Reverse effects of Streptococcus mutans physiological states on neutrophil extracellular traps formation as a strategy to escape neutrophil killing

Abstract

Bacteria in nature are present in different lifestyles with distinct characteristics. Streptococcus mutans is the etiologic pathogen of dental caries and could easily gain access into the bloodstream after oral surgery and adopt a biofilm lifestyle, resulting in infective endocarditis. A growing amount of evidence have revealed that the large web-like structure composed of extracellular DNA and antimicrobial proteins released by neutrophils, named Neutrophil Extracellular Traps (NETs), play an active role in the defense against bacterial invasion. The present study demonstrated that NETs formation was discriminatively affected by S. mutans biofilm and its planktonic counterpart.

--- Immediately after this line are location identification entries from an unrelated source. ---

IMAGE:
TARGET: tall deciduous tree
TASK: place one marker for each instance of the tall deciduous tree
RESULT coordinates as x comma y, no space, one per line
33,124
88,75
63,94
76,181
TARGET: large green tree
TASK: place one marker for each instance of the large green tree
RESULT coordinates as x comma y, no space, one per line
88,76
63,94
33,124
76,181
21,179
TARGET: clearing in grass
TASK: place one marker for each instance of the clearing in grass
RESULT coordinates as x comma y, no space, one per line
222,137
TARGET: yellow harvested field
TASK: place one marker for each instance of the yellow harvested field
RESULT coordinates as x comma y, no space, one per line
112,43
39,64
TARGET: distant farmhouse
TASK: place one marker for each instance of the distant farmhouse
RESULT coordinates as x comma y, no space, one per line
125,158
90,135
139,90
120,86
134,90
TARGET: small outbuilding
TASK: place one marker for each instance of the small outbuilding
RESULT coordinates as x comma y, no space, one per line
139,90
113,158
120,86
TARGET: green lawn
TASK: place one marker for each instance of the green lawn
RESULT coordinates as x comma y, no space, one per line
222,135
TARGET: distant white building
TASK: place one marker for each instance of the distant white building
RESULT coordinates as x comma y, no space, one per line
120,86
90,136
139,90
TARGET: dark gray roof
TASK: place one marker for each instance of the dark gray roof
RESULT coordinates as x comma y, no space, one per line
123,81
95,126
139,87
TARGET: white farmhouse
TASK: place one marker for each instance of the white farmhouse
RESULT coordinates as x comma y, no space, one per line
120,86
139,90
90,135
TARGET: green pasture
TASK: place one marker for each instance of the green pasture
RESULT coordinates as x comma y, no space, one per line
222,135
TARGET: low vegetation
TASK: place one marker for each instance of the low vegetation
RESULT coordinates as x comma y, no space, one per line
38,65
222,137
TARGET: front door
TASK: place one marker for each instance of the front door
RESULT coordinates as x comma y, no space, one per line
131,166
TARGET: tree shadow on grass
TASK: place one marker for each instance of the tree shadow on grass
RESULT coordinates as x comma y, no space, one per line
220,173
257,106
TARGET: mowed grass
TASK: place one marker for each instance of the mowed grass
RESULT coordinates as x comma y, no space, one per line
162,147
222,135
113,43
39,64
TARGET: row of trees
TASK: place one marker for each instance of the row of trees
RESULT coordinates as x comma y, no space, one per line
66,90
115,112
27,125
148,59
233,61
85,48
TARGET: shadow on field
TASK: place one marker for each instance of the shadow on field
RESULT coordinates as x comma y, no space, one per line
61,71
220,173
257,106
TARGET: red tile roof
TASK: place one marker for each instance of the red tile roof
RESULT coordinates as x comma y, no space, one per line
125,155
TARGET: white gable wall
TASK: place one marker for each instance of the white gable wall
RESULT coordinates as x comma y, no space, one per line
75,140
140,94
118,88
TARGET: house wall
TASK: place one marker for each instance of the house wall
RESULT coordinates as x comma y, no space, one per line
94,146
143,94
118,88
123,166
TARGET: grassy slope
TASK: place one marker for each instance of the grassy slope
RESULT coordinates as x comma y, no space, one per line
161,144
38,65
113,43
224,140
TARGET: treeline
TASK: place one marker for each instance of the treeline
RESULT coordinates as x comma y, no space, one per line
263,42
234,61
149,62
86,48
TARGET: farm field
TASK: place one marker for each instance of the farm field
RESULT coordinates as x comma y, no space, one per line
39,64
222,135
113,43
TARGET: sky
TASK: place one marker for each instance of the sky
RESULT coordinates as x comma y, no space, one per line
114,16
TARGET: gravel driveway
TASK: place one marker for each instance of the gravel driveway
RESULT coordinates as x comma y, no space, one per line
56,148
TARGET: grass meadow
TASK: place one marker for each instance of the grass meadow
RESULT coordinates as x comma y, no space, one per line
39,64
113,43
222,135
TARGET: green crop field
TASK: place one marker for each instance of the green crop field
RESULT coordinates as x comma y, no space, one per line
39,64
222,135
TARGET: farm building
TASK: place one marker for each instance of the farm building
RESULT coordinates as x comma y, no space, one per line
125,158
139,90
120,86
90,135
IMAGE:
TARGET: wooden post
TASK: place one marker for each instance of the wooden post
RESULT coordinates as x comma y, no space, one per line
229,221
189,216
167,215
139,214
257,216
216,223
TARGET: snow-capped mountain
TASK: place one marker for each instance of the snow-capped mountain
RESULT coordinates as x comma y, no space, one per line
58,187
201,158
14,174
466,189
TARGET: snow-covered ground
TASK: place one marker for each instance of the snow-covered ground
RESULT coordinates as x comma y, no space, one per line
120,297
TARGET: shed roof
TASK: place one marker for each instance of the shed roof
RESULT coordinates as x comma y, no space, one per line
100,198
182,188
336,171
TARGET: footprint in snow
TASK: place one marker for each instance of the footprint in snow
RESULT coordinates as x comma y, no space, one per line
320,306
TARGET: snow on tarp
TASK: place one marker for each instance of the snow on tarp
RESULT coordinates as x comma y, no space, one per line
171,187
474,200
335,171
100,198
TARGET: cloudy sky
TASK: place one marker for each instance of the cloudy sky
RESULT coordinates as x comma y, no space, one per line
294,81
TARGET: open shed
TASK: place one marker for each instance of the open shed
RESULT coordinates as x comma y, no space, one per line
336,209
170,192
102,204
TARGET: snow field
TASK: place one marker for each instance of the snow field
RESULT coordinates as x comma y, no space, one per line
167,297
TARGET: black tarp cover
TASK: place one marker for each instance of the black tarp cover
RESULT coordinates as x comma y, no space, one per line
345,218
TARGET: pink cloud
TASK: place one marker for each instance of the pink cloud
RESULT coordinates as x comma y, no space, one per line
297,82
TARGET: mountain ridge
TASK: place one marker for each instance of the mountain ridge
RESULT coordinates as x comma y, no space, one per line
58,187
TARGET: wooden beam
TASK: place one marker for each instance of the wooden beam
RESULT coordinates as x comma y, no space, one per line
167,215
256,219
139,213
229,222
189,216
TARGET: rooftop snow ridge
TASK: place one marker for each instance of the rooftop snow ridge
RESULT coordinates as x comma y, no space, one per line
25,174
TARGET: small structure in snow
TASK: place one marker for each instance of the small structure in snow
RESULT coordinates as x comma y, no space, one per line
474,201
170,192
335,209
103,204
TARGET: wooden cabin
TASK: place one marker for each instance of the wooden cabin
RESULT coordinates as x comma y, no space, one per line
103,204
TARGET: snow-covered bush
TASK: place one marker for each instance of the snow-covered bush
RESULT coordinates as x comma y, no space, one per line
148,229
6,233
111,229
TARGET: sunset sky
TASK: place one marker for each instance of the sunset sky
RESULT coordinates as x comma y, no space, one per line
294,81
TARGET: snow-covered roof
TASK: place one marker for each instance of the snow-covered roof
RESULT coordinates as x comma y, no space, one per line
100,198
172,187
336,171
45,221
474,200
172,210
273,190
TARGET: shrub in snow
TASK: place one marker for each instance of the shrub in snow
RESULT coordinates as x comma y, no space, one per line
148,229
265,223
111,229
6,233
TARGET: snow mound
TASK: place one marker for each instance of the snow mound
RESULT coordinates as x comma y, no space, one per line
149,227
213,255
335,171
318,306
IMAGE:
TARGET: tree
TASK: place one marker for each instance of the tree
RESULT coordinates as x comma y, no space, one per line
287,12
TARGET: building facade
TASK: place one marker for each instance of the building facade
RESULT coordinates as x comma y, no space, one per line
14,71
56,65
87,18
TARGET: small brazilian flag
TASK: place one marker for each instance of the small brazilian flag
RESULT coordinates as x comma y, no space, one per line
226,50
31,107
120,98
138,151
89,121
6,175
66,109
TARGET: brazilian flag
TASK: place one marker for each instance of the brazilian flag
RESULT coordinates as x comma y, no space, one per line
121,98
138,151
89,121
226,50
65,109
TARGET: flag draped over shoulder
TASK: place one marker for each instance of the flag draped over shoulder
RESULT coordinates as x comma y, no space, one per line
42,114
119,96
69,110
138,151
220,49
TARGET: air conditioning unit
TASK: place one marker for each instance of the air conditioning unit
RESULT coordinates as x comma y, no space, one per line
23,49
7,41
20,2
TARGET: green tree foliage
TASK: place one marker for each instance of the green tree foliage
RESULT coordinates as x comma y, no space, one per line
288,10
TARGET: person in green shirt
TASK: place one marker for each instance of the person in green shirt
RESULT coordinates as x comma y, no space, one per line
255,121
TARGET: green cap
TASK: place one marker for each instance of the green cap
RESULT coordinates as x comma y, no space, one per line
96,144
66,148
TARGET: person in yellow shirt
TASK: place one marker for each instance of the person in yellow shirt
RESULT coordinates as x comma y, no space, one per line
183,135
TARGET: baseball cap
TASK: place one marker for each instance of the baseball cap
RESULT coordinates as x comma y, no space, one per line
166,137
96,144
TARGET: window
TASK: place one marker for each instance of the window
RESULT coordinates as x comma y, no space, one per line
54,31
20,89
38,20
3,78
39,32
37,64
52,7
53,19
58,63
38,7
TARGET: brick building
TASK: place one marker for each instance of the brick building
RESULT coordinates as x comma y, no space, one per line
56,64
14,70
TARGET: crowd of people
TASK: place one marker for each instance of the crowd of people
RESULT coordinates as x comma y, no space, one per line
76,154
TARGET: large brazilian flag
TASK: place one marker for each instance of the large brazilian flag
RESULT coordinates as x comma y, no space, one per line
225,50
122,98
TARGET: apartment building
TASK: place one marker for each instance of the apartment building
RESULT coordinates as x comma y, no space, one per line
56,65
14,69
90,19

The free-floating planktonic S. mutans exhibited an active NETs response, whereas the biofilm community exhibited a reverse negative NETs response. Besides, impaired biofilm killing correlated with the decrease in NETs production. Unlike planktonic cells, biofilm avoided the burst of reactive oxygen species (ROS) when co-culture with neutrophils, and the NADPH-oxidase pathway was partially involved. A mice infection model also supported the distinguishing response of neutrophils challenged by different lifestyles of S. mutans. In conclusion, different bacterial physiological states can affect the distinct response of the host–microbe interaction, thus contributing to the anti-pathogen immune response activation and immune surveillance survival.